“Marshall,” a movie that opens this week, focuses on a young Thurgood Marshall as he defends an innocent black man accused of rape. The movie portrays the handsome and charismatic Marshall (played by Chadwick Boseman), arriving in Bridgeport, Connecticut, in 1941 to help defend Joseph Spell, as a man full of confidence and energy. He immediately asks his white co-counsel, Sam Friedman (played by Josh Gad), to carry his bags, takes command of Friedman’s car radio, and gets to work preparing his defense. Marshall, who we learn had already successfully sued to integrate the University of Maryland Law School, quickly demonstrates his abilities as an attorney, both inside and outside the courtroom. He makes his case to the press (and then admires his own photograph in the next day’s newspaper). He demonstrates his acute skills in reading people–including members of the jury. When Friedman wants to eliminate a potential woman juror, Marshall convinces him otherwise.
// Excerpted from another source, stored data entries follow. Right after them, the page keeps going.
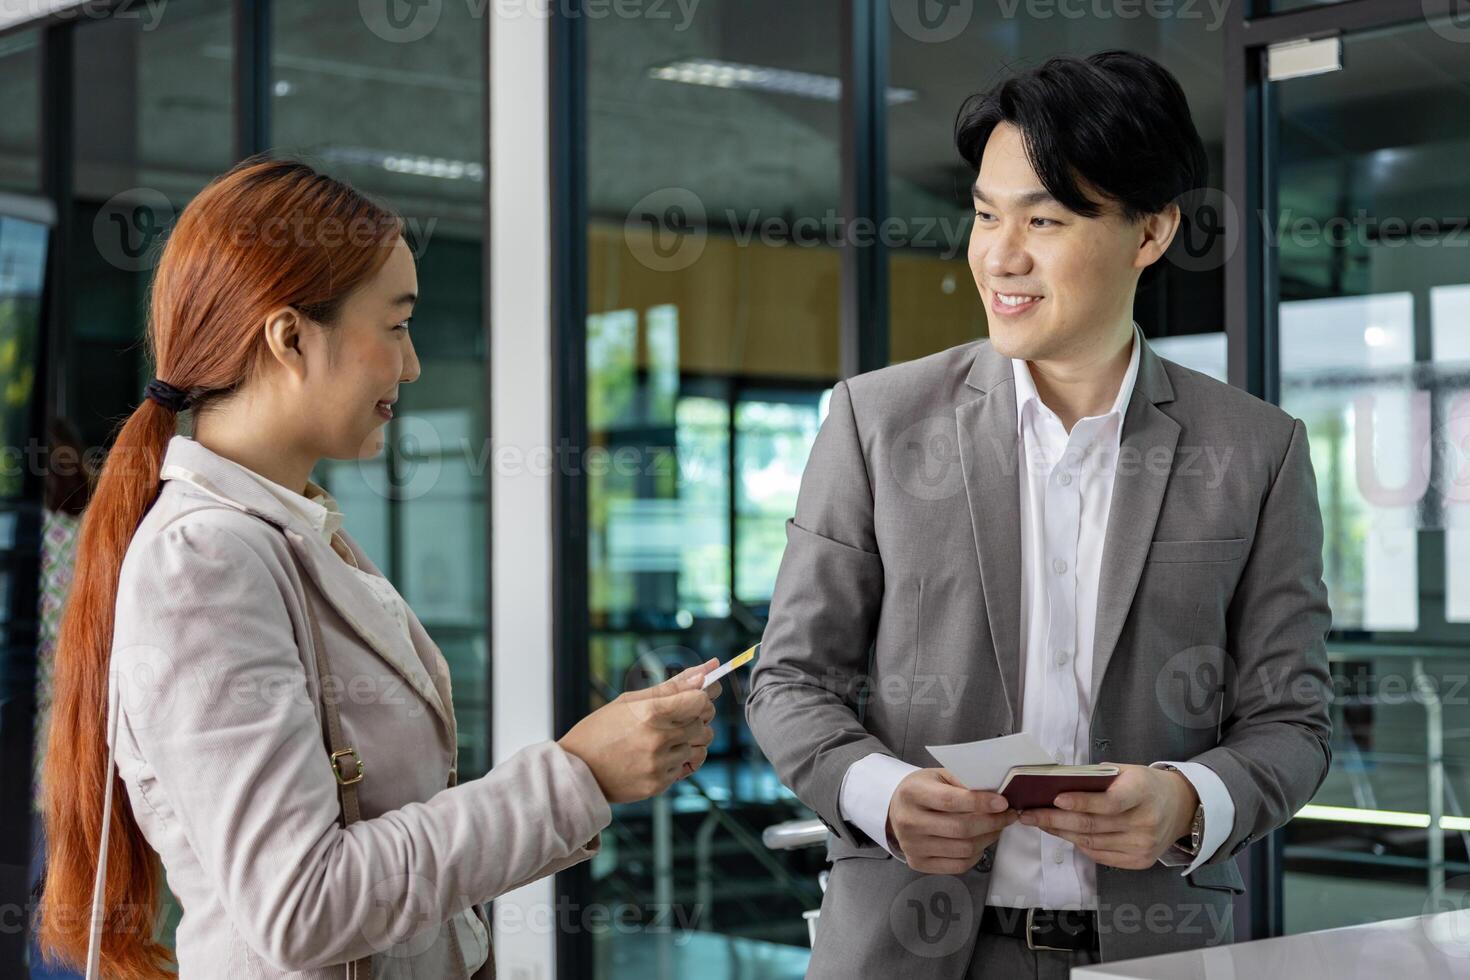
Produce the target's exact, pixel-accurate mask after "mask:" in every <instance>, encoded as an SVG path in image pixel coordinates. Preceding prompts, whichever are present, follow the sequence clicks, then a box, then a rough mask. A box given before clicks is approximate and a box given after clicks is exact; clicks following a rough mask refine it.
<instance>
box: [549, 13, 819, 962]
mask: <svg viewBox="0 0 1470 980" xmlns="http://www.w3.org/2000/svg"><path fill="white" fill-rule="evenodd" d="M625 10H626V12H629V16H620V15H617V12H616V10H614V12H613V13H612V15H610V16H606V18H589V19H588V22H587V25H585V29H587V38H588V50H587V56H588V78H587V91H588V132H587V140H588V209H589V228H588V322H587V373H588V382H587V423H588V429H589V445H588V450H587V467H585V469H587V482H588V485H587V491H588V579H589V582H588V595H587V601H588V610H589V626H591V630H589V639H588V649H587V654H585V655H587V657H588V663H589V673H591V677H592V689H591V691H588V695H587V707H588V708H594V707H597V705H600V704H603V702H604V701H606V699H607V698H612V696H616V695H617V693H619V692H620V691H625V689H628V688H634V686H642V685H647V683H650V682H651V680H654V679H657V677H661V676H664V674H666V673H670V671H676V670H679V669H682V667H684V666H689V664H694V663H700V661H704V660H707V658H709V657H719V658H720V660H726V658H729V657H731V655H734V654H736V652H739V651H741V649H744V648H745V646H750V645H751V644H754V642H756V641H757V639H759V638H760V633H761V630H763V627H764V617H766V613H767V608H769V602H770V591H772V585H773V582H775V570H776V566H778V564H779V561H781V554H782V550H784V548H785V519H786V517H789V516H791V513H792V510H794V504H795V491H797V485H798V482H800V476H801V470H803V467H804V466H806V458H807V454H808V451H810V448H811V441H813V438H814V436H816V430H817V426H819V423H820V416H822V410H823V407H825V403H823V394H825V392H826V391H828V389H829V388H831V386H832V383H833V382H835V379H836V375H838V275H839V272H838V266H839V260H838V251H836V247H835V245H836V241H835V234H836V232H835V231H833V226H835V222H836V209H838V200H839V188H841V154H839V103H838V98H839V91H841V90H839V81H838V75H839V65H838V44H836V29H838V24H839V16H841V7H839V6H838V3H835V1H816V3H800V4H798V3H784V1H781V0H739V1H736V0H707V1H706V3H701V4H698V6H697V7H692V9H691V12H689V13H688V16H685V15H682V13H673V15H660V13H659V9H657V4H642V6H637V4H634V6H632V7H626V9H625ZM664 13H667V12H664ZM598 460H600V461H601V463H598ZM560 517H562V519H563V520H564V519H567V516H566V514H562V516H560ZM745 676H748V674H745ZM744 691H745V683H744V677H742V676H741V674H736V676H734V677H732V683H731V685H728V693H726V695H725V696H723V698H722V699H720V707H719V717H717V720H716V742H714V745H713V746H711V752H710V761H709V763H707V765H706V767H704V770H703V771H701V773H698V774H697V776H694V777H691V779H688V780H684V782H681V783H678V785H676V788H675V789H673V790H670V792H669V793H666V795H664V796H661V798H659V799H654V801H650V802H644V804H635V805H626V807H614V810H613V813H614V820H613V826H612V829H610V830H609V832H606V833H604V835H603V842H604V845H603V854H600V855H598V858H597V860H595V861H594V862H592V868H591V876H592V895H591V901H594V902H600V904H606V905H609V907H613V908H617V909H626V914H628V915H629V920H628V921H629V923H631V926H628V927H619V929H612V930H606V932H604V933H601V934H597V936H594V940H592V942H594V949H595V976H597V977H600V979H612V977H638V979H645V977H667V979H673V977H692V976H698V977H711V979H717V977H798V976H801V974H803V971H804V968H806V958H807V949H806V948H807V932H806V924H804V921H803V917H801V912H803V911H804V909H810V908H816V907H817V904H819V901H820V893H819V890H817V883H816V873H817V870H820V867H822V854H820V849H816V851H807V852H792V854H775V852H767V851H766V849H764V848H763V846H761V843H760V832H761V829H763V827H764V826H767V824H772V823H778V821H781V820H786V818H792V817H810V815H811V814H810V811H807V810H806V808H804V807H801V805H800V804H798V802H797V801H795V799H794V798H792V795H791V793H789V792H788V790H786V789H784V788H782V786H781V785H779V782H778V780H776V779H775V776H773V774H772V770H770V767H769V764H767V763H766V761H764V758H763V757H761V755H760V752H759V749H757V748H756V743H754V739H753V736H751V735H750V730H748V729H747V727H745V723H744V717H742V699H744Z"/></svg>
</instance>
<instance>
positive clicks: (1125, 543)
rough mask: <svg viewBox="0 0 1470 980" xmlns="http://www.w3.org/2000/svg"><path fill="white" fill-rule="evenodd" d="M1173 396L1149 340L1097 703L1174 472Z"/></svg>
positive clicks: (1169, 383)
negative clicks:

By uncrossing her arms, removing her glasses and leaning forward, Marshall explains, she gave Friedman signs. When Friedman asks what these signs mean, Marshall has to spell it out for him: “She likes you!”
At one point, Friedman accuses Marshall of exploiting the defendant to advance his broader civil rights cause. The opposing counsel offered Spell a plea bargain, which Friedman thinks they should accept. Marshall explains that if Spell accepts the plea bargain (or is convicted), that would not only hurt the cause of racial justice, but it would end Friedman’s legal career. Friedman, a tax attorney, did not want to take the case. But as the trial went on, Friedman found himself more and more committed to the case–and to Marshall and his cause.
At the end of the trial, as he prepares to leave Bridgeport, Marshall tells Friedman that he doesn’t want to put out fires, he wants to put out fire. Although the stubborn persistence of the racial justice issues Marshal confronted in Bridgeport in 1941 shows that he never quite pulled off his own ambitious dream, what he did achieve—including successfully arguing Brown v. Board of Education and many other major Supreme Court cases, becoming the first African American to serve as U.S. Solicitor General and as a Justice on the U.S. Supreme Court—make him arguably the most significant American lawyer of the twentieth century. This movie offers a powerful portrait of the man before he became a legend.